“Dr. Sacks reports that patients with neurological disorders who cannot talk or move are often able to sing, and sometimes even dance, to music. Its advocates say music therapy also can help ease the trauma of grieving, lessen depression and provide an outlet for people who are otherwise withdrawn.” - St. Louis Post Dispatch on “Awakenings” by Dr. Oliver Sacks
On August 30, 2015, the world lost a profound soul. Oliver Sacks was born in London in 1933 to a family of physicians and scientists. With a medical degree from Oxford (Queen’s College), and residencies in San Francisco and UCLA, he later moved to New York where he practiced neurology. After serving as Professor of Neurology and Psychiatry at Columbia University Medical Center from 2007-12, he then moved to the NYU School of Medicine. He is best known for his collections of neurological case histories, including The Man who Mistook his Wife for a Hat, Musicophilia: Tales of Music and the Brain and An Anthropologist on Mars. His book, Awakenings, inspired the 1990 Academy Award-nominated feature film starring Robert De Niro and Robin Williams. Dr. Sacks was a frequent contributor to the New Yorker and the New York Review of Books. The New York Times referred to Dr. Sacks as “the poet laureate of medicine,” and in 2002 he was awarded the Lewis Thomas Prize by Rockefeller University. He was an honorary fellow of both the American Academy of Arts and Letters and the American Academy of Arts and Sciences, and held honorary degrees from many universities, including Oxford, the Karolinska Institute, Georgetown, Bard, Gallaudet, Tufts, and the Catholic University of Peru. (Bio courtesy of www.oliversacks.com)
Dr. Sacks was also a profound writer, a scientist, a therapist, a humanitarian, a musician, a philosopher, a speaker, a motivator, and consumer of life. For musicians and music educators alike, his work serves as an advocacy platform from the pure perspective that music is the very language of the heart and soul, which is understood on a deeper level, even over language itself. What if language never evolved, and people communicated through singing or playing instruments? Music is not a universal language, as it takes on a diverse context and meaning to every culture and individual; however, it transcends meaning and depth in a way that no other art form does, including language communication - never to be duplicated or replicated in one’s auditory senses once heard or performed.

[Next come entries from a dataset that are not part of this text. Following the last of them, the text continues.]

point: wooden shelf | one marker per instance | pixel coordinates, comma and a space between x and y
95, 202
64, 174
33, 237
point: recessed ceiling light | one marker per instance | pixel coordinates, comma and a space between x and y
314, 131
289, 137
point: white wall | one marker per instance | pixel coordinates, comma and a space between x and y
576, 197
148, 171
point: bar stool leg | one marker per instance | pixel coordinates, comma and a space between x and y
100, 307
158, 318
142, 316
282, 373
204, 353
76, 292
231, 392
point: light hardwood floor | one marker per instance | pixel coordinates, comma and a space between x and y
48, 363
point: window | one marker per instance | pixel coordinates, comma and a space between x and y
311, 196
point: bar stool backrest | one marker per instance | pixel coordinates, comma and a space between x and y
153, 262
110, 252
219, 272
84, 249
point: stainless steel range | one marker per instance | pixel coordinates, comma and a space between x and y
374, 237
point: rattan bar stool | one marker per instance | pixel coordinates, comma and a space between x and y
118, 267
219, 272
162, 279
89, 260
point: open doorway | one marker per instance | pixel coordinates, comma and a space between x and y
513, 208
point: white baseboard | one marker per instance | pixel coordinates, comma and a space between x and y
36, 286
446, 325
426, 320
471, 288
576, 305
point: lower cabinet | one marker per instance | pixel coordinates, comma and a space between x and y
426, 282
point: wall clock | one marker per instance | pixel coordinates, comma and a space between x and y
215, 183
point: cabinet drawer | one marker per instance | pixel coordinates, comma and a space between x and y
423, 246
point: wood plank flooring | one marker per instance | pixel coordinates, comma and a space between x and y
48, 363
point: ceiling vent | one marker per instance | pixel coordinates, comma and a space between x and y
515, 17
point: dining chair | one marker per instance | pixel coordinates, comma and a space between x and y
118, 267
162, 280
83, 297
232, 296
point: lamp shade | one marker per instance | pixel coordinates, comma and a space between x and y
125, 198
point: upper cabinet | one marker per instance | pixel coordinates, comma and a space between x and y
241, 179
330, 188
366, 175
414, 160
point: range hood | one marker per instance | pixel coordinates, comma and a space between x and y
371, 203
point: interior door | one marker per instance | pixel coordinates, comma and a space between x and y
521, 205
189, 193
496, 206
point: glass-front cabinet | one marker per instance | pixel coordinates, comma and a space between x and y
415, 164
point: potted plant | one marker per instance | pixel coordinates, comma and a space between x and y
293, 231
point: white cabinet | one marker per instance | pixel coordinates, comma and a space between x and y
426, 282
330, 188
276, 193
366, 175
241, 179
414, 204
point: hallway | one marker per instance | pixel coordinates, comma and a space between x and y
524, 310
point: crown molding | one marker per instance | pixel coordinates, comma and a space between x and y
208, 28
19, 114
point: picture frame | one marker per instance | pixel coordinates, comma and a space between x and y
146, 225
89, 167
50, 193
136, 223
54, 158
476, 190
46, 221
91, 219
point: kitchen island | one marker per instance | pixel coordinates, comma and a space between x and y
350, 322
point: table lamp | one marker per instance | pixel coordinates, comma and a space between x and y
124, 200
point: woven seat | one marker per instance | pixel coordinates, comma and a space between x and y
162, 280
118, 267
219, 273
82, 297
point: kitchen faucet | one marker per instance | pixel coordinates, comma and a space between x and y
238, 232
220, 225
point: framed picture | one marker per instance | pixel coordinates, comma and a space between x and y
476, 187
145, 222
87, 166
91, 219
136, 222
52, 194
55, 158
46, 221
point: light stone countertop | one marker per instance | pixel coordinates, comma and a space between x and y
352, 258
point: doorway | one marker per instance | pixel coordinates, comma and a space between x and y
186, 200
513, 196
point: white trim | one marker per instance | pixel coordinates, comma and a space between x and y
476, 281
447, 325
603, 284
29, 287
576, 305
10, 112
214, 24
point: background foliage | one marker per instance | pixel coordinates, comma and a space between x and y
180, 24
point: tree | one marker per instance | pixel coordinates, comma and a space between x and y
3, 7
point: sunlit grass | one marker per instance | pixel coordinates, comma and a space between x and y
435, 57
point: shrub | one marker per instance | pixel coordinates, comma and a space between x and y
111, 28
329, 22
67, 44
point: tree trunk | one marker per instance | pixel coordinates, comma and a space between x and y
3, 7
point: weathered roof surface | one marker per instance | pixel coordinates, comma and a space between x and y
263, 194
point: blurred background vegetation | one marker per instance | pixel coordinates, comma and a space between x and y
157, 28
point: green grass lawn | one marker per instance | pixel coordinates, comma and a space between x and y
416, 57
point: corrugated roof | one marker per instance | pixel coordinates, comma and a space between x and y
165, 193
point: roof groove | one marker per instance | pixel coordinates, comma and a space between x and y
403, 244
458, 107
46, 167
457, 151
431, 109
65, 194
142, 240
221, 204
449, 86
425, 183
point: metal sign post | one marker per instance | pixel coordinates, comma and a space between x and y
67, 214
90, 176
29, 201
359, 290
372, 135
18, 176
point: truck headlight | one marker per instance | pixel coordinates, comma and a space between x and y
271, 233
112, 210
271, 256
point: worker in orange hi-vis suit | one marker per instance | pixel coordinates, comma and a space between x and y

Rhythm is also easier for the brain to understand than melodic and harmonic processes. Patterns in rhythm originated in civilizations and is “primordial” in its’ basic function, and will continue to serve as a vehicle to diversify cultures. Music used to involve everyone, and in its’ simplest forms, was used to communicate emotions via spiritual rites or healing and religious ceremonies, but now we leave it to trained musicians and composers to create and duplicate.